Kevin Rudd

Kevin Rudd’s campaign, it appears, is in trouble. The polls are slowly drifting away from Labor. There are reports of tensions between campaign HQ and the Rudd team on the road. The Coalition campaign is slipping back into arrogance, almost mocking calls for the release of their policy costings.

Part of this, however, is the strange shift in expectations since Rudd was restored to the Labor leadership. Before his restoration, I never spoke to a single Labor MP who claimed that Rudd could win the election. What they were convinced of was that Julia Gillard was going to lead them to a catastrophic defeat, while Rudd would be likely to limit the damage. The idea of Rudd winning was a long shot, something that might have been a possibility, but not one to count on.

The media narrative, however, is that Rudd is stuffing up his chances of winning, that his alleged popularity isn’t translating into votes, that his return was just a “sugar hit”.

Well, the last Essential Report of Julia Gillard’s time in office showed Labor’s primary vote at 34%. Rudd immediately lifted that vote to 38%. In last Monday’s data, Labor was on 39%. And, despite some jiggling about after the PNG announcement with the Greens vote, that shift of 4-5 points has all come from Liberal voters: the Liberals are down to 43-44% from around 47-48%.

In short, Rudd immediately shifted about 10% of the Liberal primary vote back to Labor, narrowing the primary vote gap from around 14 points to roughly 5. And those voters have stayed with Labor for coming up to eight weeks now

The 39% figure, however, is unlikely to be enough to win except via a hung parliament. Labor needs another 1 or 2 primary vote points to be in with a chance of winning, and Rudd hasn’t been able to deliver that additional boost. Indeed, Labor’s vote might start slipping back — further polling will tell next week.

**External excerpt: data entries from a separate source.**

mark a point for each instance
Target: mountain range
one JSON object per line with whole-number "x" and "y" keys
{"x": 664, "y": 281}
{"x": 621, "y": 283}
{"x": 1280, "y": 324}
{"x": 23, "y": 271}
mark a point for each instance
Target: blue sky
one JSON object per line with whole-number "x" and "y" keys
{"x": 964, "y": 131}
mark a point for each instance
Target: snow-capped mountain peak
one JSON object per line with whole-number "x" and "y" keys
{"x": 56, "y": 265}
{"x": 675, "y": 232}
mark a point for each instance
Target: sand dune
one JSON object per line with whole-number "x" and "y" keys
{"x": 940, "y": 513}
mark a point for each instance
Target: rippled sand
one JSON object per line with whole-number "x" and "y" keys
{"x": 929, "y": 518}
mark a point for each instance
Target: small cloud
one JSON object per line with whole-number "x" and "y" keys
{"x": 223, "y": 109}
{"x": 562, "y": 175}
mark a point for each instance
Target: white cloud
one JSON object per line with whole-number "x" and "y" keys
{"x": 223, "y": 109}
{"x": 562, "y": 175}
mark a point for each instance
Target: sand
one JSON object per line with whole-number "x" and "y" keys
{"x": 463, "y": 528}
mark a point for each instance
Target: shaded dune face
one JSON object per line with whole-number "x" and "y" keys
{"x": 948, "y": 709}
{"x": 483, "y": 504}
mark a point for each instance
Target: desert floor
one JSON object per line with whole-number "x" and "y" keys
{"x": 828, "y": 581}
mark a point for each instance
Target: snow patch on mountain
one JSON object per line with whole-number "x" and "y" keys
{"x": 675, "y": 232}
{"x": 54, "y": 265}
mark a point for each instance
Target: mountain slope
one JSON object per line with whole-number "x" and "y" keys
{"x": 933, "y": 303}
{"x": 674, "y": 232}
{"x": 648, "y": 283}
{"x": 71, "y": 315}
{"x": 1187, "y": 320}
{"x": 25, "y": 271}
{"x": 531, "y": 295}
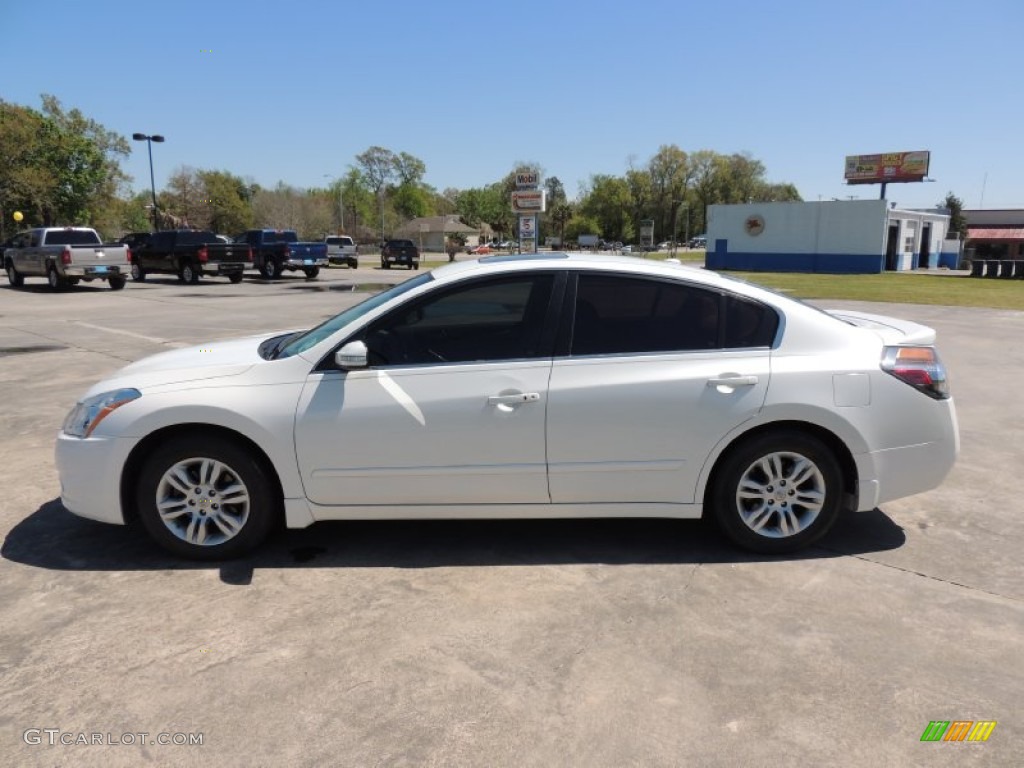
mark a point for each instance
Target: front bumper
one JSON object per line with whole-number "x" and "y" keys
{"x": 90, "y": 475}
{"x": 225, "y": 267}
{"x": 98, "y": 270}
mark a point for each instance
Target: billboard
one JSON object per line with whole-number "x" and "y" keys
{"x": 894, "y": 166}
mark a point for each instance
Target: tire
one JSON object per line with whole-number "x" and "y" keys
{"x": 54, "y": 280}
{"x": 269, "y": 269}
{"x": 189, "y": 273}
{"x": 189, "y": 477}
{"x": 15, "y": 280}
{"x": 777, "y": 493}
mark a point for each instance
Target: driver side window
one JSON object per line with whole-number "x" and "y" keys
{"x": 485, "y": 321}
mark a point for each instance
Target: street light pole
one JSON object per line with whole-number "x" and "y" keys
{"x": 153, "y": 184}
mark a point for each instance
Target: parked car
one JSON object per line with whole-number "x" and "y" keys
{"x": 540, "y": 386}
{"x": 278, "y": 251}
{"x": 342, "y": 250}
{"x": 399, "y": 252}
{"x": 189, "y": 254}
{"x": 65, "y": 255}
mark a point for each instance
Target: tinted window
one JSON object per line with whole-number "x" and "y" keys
{"x": 628, "y": 314}
{"x": 72, "y": 238}
{"x": 501, "y": 318}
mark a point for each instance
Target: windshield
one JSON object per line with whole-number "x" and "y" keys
{"x": 313, "y": 337}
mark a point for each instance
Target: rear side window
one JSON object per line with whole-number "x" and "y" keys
{"x": 749, "y": 324}
{"x": 72, "y": 238}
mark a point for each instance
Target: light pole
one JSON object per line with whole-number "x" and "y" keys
{"x": 153, "y": 184}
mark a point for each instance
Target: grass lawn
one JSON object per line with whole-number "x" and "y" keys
{"x": 906, "y": 288}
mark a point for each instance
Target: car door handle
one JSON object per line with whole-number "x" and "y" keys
{"x": 732, "y": 381}
{"x": 513, "y": 399}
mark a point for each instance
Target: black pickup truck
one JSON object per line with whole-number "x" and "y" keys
{"x": 397, "y": 252}
{"x": 189, "y": 254}
{"x": 278, "y": 250}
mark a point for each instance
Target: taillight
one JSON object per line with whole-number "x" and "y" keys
{"x": 919, "y": 367}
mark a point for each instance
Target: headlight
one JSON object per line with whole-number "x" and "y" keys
{"x": 86, "y": 415}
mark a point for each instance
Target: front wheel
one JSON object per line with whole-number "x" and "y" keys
{"x": 15, "y": 280}
{"x": 56, "y": 283}
{"x": 778, "y": 493}
{"x": 205, "y": 499}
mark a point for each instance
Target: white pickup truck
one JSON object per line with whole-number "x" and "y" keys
{"x": 65, "y": 255}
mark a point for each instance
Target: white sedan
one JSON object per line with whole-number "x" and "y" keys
{"x": 522, "y": 386}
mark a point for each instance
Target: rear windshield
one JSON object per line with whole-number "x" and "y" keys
{"x": 284, "y": 236}
{"x": 72, "y": 238}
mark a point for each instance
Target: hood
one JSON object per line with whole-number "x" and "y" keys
{"x": 892, "y": 330}
{"x": 213, "y": 360}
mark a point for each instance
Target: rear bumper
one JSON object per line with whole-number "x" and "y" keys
{"x": 100, "y": 271}
{"x": 302, "y": 263}
{"x": 224, "y": 267}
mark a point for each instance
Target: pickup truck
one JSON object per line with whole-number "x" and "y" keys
{"x": 65, "y": 255}
{"x": 397, "y": 252}
{"x": 189, "y": 254}
{"x": 278, "y": 250}
{"x": 342, "y": 250}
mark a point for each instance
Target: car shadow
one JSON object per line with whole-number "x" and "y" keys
{"x": 54, "y": 539}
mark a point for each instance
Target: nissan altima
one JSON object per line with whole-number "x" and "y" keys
{"x": 522, "y": 386}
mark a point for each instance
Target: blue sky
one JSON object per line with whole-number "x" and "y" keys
{"x": 294, "y": 90}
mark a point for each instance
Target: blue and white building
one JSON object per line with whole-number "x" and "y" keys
{"x": 855, "y": 236}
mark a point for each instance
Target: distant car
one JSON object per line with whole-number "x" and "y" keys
{"x": 341, "y": 249}
{"x": 549, "y": 385}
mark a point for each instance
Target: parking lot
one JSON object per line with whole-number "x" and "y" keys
{"x": 517, "y": 643}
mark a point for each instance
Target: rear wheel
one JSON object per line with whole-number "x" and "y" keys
{"x": 205, "y": 499}
{"x": 15, "y": 280}
{"x": 778, "y": 493}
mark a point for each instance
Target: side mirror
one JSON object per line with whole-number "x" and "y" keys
{"x": 352, "y": 356}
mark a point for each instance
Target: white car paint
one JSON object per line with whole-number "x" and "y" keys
{"x": 602, "y": 435}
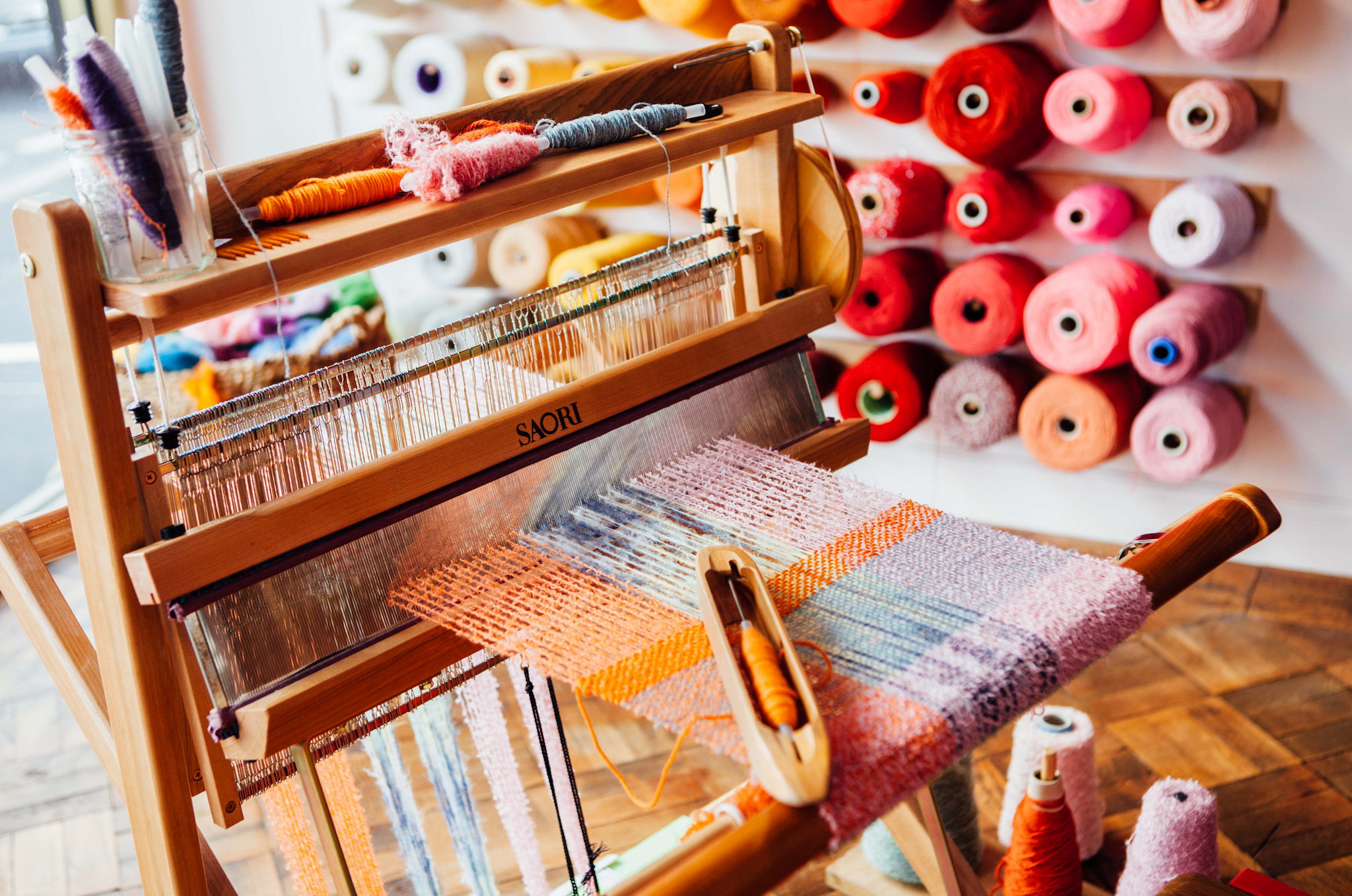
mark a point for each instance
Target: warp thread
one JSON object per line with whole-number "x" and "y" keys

Those national-level figures of course obscure what are likely to be significant variations between the states, and we’ll look more closely at state breakdowns next week. But that means that the campaigns being run within each state will have an important bearing on how each side performs.

“The New South Wales Liberals have preselected, for the most part, a pack of prize duds in western Sydney …”

Neither side can claim a monopoly on campaigning genius at the state level. The New South Wales Liberals have preselected, for the most part, a pack of prize duds in western Sydney, a region some Liberals see as a sort of new aspirational heartland for the party. If that’s the case, they’ve done a profound disservice serving up the likes of Jaymes Diaz in Greenway, whose preselection Abbott correctly opposed. Abbott also, we know, opposed the preselection of the “s-x appeal” candidate for Lindsay, Fiona Scott. And the party appears to have taken a decision to keep its western Sydney candidates away from candidate debates where they can get away with it; Ron Delezio in Watson refused to participate in a debate he’d already shown up for when he learnt there were News Corporation journalists there. If you’re a Liberal candidate and you’re worried about even Murdoch hacks scrutinising you, then you’ve got problems.

In Queensland, however, it’s Labor’s campaign that appears to have serious problems. A regular stream of tips from within the Queensland ALP have flowed into Crikey about the shambolic nature of the campaign being run up north and about the campaign basics being done poorly (this was the party, remember, that stuffed up its postal ballot mailout in the 2009 state election, despite controlling the timing of it). Rudd’s long shot to hang on to power is all about picking seats up in Queensland to offset NSW and Tasmanian losses and the Coalition already having New England and Lyne in the bag. If Labor’s unable to pick up seats there with a return to the popular Rudd and Campbell Newman slashing and burning everything in sight, then they should chuck it in, but as yet there’s no evidence of any significant shift in Queensland.

With Abbott continuing to show signs of foot-in-mouth disease, Labor shouldn’t be out of it yet, and they scored a tactical win by routing the opposition on GST reform this week. But where’s the evidence of the work of the imported trio of Obama strategists who were going to inject some innovation into Labor’s communications and counterattack strategy? Why is the Coalition so insouciant about repeating exactly the same costings scam they pulled in 2010?

There’s still three weeks to go, but Labor needs to shake things up if it’s going to disrupt Abbott’s gathering momentum — or somehow get him to do it for them.